Discrimination (acrylic on canvas) 36" x 24"
Discrimination is treatment or consideration of, or making a distinction in favor of or against, a person based on the group, class, or category to which that person or thing is perceived to belong to rather than on individual merit.

Our country has a long history of discriminatory practices, perhaps the greatest of which was that of Native Americans who had their lands taken from them by European settlers, and then thought of us savages by those who stole their land because they fought back to retain their lands.

During the 19th century immigrants from many countries were looked down on by people who had settled here only a generation or two before them. Among the groups hated most were the Irish, Italian, Chinese, Mexicans and Jews.

Slavery was perhaps the  most flagrant of discriminatory practices, and black America was subject to the most vicious of its cruelties. Though slavery ended in 1865, the battle for equal rights and equal justice continues to this day. People are discriminated do to age, religion, color, poverty and social background.

As with the Syrian refuges, people are still afraid of the unknown, and often mistake the enemy by his or her clothing, skin tone or religious practices.

In my painting, I parallel the injustices of black America with a Texas posting that disallows Spanish and Mexicans because they are not "white."

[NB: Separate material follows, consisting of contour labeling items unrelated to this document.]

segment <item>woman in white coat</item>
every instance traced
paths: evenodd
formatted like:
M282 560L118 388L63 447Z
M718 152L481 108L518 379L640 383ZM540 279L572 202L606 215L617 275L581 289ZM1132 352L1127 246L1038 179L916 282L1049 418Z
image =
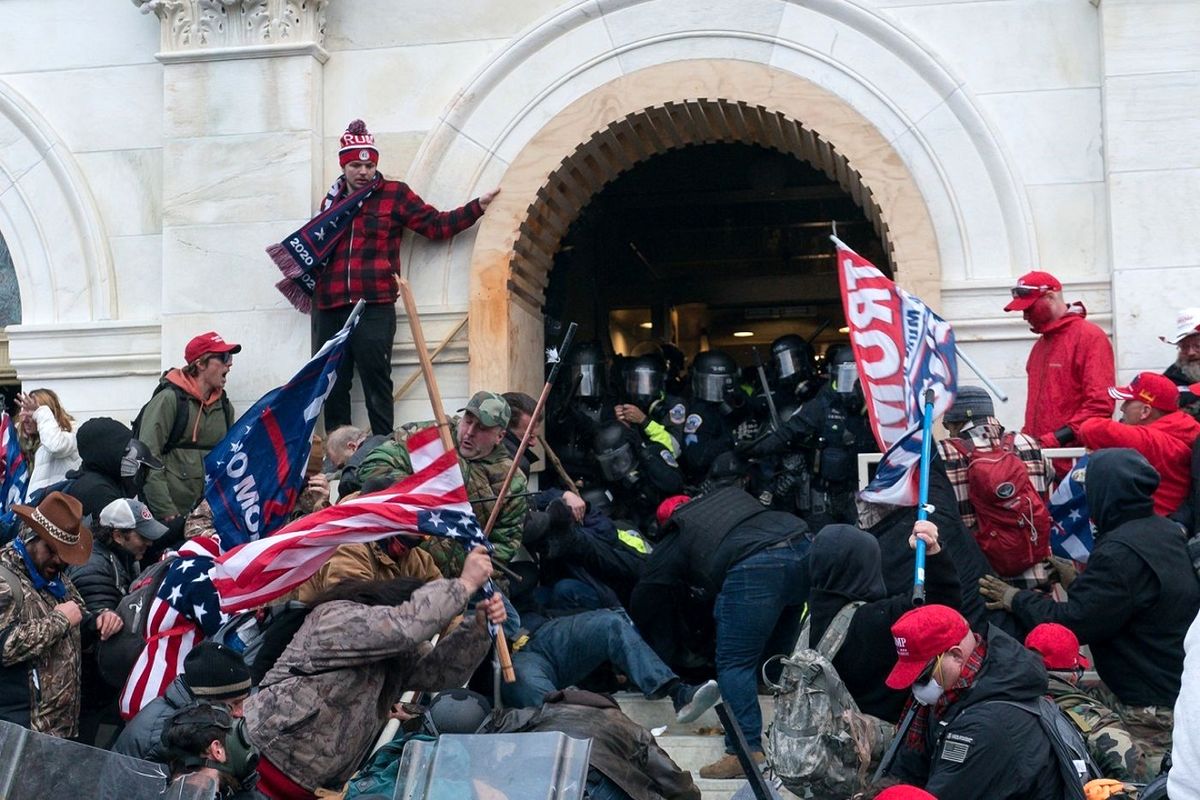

Censorship (acrylic on canvas) 36" x 24"
Censorship is the suppression of speech, public communication or other information that may be considered objectionable, harmful, sensitive, politically incorrect or inconvenient as determined by governments, media outlets, authorities or other groups or institutions.

Though in America, “freedom of speech and of the press” is protected by the First Amendment of the Constitution, the guarantee of freedom is, and has been, subject to interpretation. Exceptions by our government regarding “freedom” have often been made for the sake of national security, the protection of our children, and the safety of religious and racial groups subject to hate crimes and violence.

But our government, schools, libraries and religious institutions have also used censorship as a way to isolate individuals and groups from new philosophies, critical reasoning, and a world of creative and imaginative thinking.

The books included in the painting “Censorship” represent a very small number of publications either banned or censured in America in modern times. Other examples include the Harry Potter series, Harper Lee’s To Kill a Mockingbird, Aldous Huxley’s Brave New World, Judy Blume’s Blubber, and Maurice Sendak’s In the Night Kitchen.

Movies, radio, TV and the advent of the internet have added a new dimension to the arguments for censorship. Today, information is available for nearly everyone with a mobile device or computer, on topics ranging from promoting online sex to the building of bombs and instructions on the manufacturing of plastic guns.

Though the internet and texting were issues with which our founding fathers never struggled, the principle behind our First Amendment hasn’t changed, that it is better to offer an abundance of ideas and opinions expressed by many rather than a few ideas that reflect the dogmas of any segment of the population.